Treatment of Systemic Sclerosis There is no cure for systemic sclerosis. No drug can stop the progression of systemic sclerosis. However, drugs can relieve some symptoms and reduce organ damage. Nonsteroidal anti-inflammatory drugs (NSAIDs) help relieve joint pain but may cause gastrointestinal problems.
Is systemic sclerosis the same as scleroderma?
The word “scleroderma” means hard skin in Greek, and the condition is characterized by the buildup of scar tissue (fibrosis) in the skin and other organs. The condition is also called systemic sclerosis because the fibrosis can affect organs other than the skin.
At what age is scleroderma usually diagnosed?
Scleroderma (sklair-oh-DUR-muh) is a group of rare diseases that involve the hardening and tightening of the skin and connective tissues. Scleroderma affects women more often than men and most commonly occurs between the ages of 30 and 50.
Can systemic sclerosis be cured?
People often have antibodies in the blood characteristic of an autoimmune disorder. There is no cure for systemic sclerosis, but symptoms and organ dysfunction can be treated.
What foods should be avoided with scleroderma?
Avoid foods that may aggra- vate symptoms such as citrus fruits, tomato products, greasy fried foods, coffee, garlic, onions, peppermint, gas-producing foods (such as raw peppers, beans, broccoli or raw onions), spicy foods, carbonated beverages and alcohol.
Is systemic sclerosis a disability?
The SSA recognizes systemic sclerosis as an impairment under Section 14.00 Immune System Disorders.
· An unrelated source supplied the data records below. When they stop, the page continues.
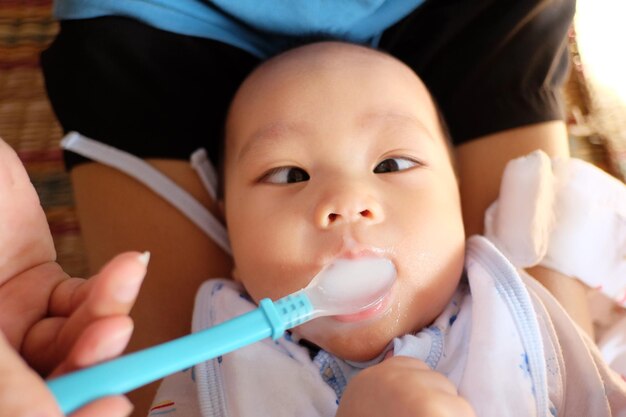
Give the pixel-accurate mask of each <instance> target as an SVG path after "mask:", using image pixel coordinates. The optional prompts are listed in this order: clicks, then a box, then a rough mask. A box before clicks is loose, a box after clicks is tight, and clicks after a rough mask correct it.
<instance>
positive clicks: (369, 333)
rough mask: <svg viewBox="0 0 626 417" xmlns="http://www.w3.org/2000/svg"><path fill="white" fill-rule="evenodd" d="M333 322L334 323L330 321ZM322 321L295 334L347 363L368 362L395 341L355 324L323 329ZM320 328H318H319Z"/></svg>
mask: <svg viewBox="0 0 626 417" xmlns="http://www.w3.org/2000/svg"><path fill="white" fill-rule="evenodd" d="M330 320H332V319H330ZM320 322H322V319H319V320H315V321H313V322H310V323H307V324H306V325H303V326H300V327H298V328H296V329H294V330H293V332H294V334H295V335H296V336H298V337H300V338H303V339H306V340H307V341H309V342H311V343H313V344H314V345H316V346H319V347H320V348H321V349H324V350H325V351H327V352H329V353H331V354H333V355H335V356H337V357H339V358H341V359H344V360H349V361H354V362H366V361H370V360H372V359H374V358H376V357H378V356H379V355H380V354H381V353H382V352H383V351H384V350H385V349H386V347H387V346H388V345H389V343H390V342H391V341H392V340H393V338H394V335H390V334H388V333H387V332H384V331H383V332H381V331H379V329H376V328H368V327H364V326H361V327H357V326H355V325H353V324H341V325H340V326H333V328H332V330H329V329H328V328H326V329H324V327H327V326H324V325H323V322H322V323H321V325H320ZM316 324H317V325H316Z"/></svg>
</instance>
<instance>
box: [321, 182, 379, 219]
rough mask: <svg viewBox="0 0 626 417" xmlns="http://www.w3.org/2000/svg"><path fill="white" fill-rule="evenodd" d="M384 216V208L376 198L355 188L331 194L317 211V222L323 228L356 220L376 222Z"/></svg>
mask: <svg viewBox="0 0 626 417" xmlns="http://www.w3.org/2000/svg"><path fill="white" fill-rule="evenodd" d="M383 218H384V214H383V209H382V207H381V205H380V204H379V203H378V202H377V201H376V199H375V198H373V197H372V196H369V195H366V194H361V193H359V192H358V191H355V190H350V191H346V192H339V193H336V194H334V195H332V196H329V197H328V198H327V199H325V200H323V201H322V202H320V204H319V205H318V207H317V210H316V212H315V220H316V223H317V224H318V226H320V227H322V228H329V227H333V226H336V225H340V224H345V223H356V222H365V223H368V224H376V223H379V222H380V221H382V220H383Z"/></svg>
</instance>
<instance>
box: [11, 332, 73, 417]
mask: <svg viewBox="0 0 626 417" xmlns="http://www.w3.org/2000/svg"><path fill="white" fill-rule="evenodd" d="M0 404H2V406H1V407H0V417H22V416H23V417H31V416H33V417H37V416H46V417H61V411H60V410H59V408H58V406H57V404H56V401H55V400H54V397H53V396H52V394H51V393H50V391H48V389H47V388H46V385H45V384H44V382H43V381H42V379H41V378H40V377H39V376H38V375H37V374H36V373H35V372H34V371H33V370H32V369H30V368H29V367H28V366H27V365H26V363H24V361H23V360H22V358H21V357H20V356H19V355H18V354H17V353H16V352H15V351H14V350H13V349H12V348H11V346H10V345H9V344H8V342H7V341H6V339H5V337H4V335H2V334H0Z"/></svg>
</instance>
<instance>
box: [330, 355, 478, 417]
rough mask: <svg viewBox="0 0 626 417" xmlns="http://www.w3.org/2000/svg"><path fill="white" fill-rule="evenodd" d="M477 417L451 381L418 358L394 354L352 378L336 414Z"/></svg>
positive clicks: (433, 416) (344, 393)
mask: <svg viewBox="0 0 626 417" xmlns="http://www.w3.org/2000/svg"><path fill="white" fill-rule="evenodd" d="M351 416H358V417H367V416H377V417H378V416H393V417H405V416H406V417H452V416H454V417H475V414H474V411H473V410H472V408H471V406H470V405H469V403H468V402H467V401H465V400H464V399H463V398H461V397H460V396H459V395H458V394H457V392H456V389H455V387H454V385H452V383H451V382H450V381H449V380H448V379H447V378H446V377H445V376H443V375H442V374H440V373H438V372H435V371H432V370H431V369H430V368H428V366H426V364H424V363H423V362H422V361H419V360H417V359H413V358H409V357H402V356H395V357H392V358H389V359H387V360H385V361H383V362H382V363H380V364H378V365H375V366H372V367H370V368H368V369H365V370H364V371H362V372H361V373H360V374H358V375H357V376H356V377H355V378H354V379H352V380H351V381H350V383H349V384H348V387H347V388H346V390H345V392H344V394H343V397H342V398H341V402H340V403H339V409H338V411H337V417H351Z"/></svg>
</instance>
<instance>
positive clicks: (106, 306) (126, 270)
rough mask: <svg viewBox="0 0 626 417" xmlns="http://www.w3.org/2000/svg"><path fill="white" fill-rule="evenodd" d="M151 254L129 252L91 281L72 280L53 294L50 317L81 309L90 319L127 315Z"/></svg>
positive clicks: (82, 280)
mask: <svg viewBox="0 0 626 417" xmlns="http://www.w3.org/2000/svg"><path fill="white" fill-rule="evenodd" d="M148 260H149V253H148V252H145V253H143V254H140V253H138V252H126V253H122V254H120V255H117V256H116V257H114V258H113V259H112V260H111V261H109V262H108V263H107V264H106V265H105V266H104V267H103V268H102V269H101V270H100V272H98V274H96V275H95V276H93V277H92V278H91V279H89V280H80V279H70V280H65V281H64V282H63V283H61V284H60V285H59V286H58V287H57V288H56V289H55V291H54V292H53V293H52V295H51V299H50V314H51V315H54V316H70V315H71V314H72V313H73V312H75V311H77V310H78V309H79V308H80V309H83V311H81V312H82V313H86V316H83V317H82V318H83V319H85V320H89V319H90V318H92V317H104V316H109V315H117V314H128V312H129V311H130V308H131V307H132V305H133V303H134V301H135V298H136V297H137V293H138V292H139V288H140V286H141V283H142V281H143V279H144V277H145V275H146V270H147V265H148Z"/></svg>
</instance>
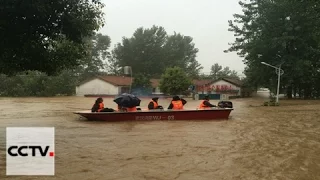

To be eligible for disability benefits, you must be able to provide medical documentation that you meet the definition as listed in its Blue Book.
Can systemic sclerosis cause back pain?
Non-disease-specific symptoms in systemic sclerosis (SSc), like low back pain, are frequently reported in the early stages of the disease and may be associated with higher pain chronification and psychological issues, according to a study in Arthritis Research & Therapy.
What kind of muscle pain does systemic sclerosis cause?
Sometimes inflammation of the muscles ( myositis ), with its accompanying muscle pain and weakness, develops. Systemic sclerosis can damage large areas of skin or only the fingers (sclerodactyly). Sometimes systemic sclerosis tends to stay restricted to the skin of the hands. Other times, the disorder progresses.
What are the side effects of generalized systemic sclerosis?
In generalized systemic sclerosis with diffuse skin involvement, patients have Raynaud phenomenon and gastrointestinal (GI) complications. This type typically evolves rapidly. Interstitial lung disease and scleroderma renal crisis are the major complications.
How is the diagnosis of systemic sclerosis made?
Systemic Sclerosis is diagnosed based on the presence of various symptoms above and physical examination findings. The diagnosis can be confirmed by the presence of certain autoantibodies in the blood as well as radiographic studies. Particularly, the ANA, or the antinuclear antibody test, is positive, but not always.
What is the difference between localized scleroderma and systemic sclerosis?
Localized scleroderma (also known as morphea or linear scleroderma) Two/thirds of those diagnosed with scleroderma have the localized form, which affects the skin and not the internal organs as detailed above. Localized scleroderma does NOT evolve into systemic scleroderma.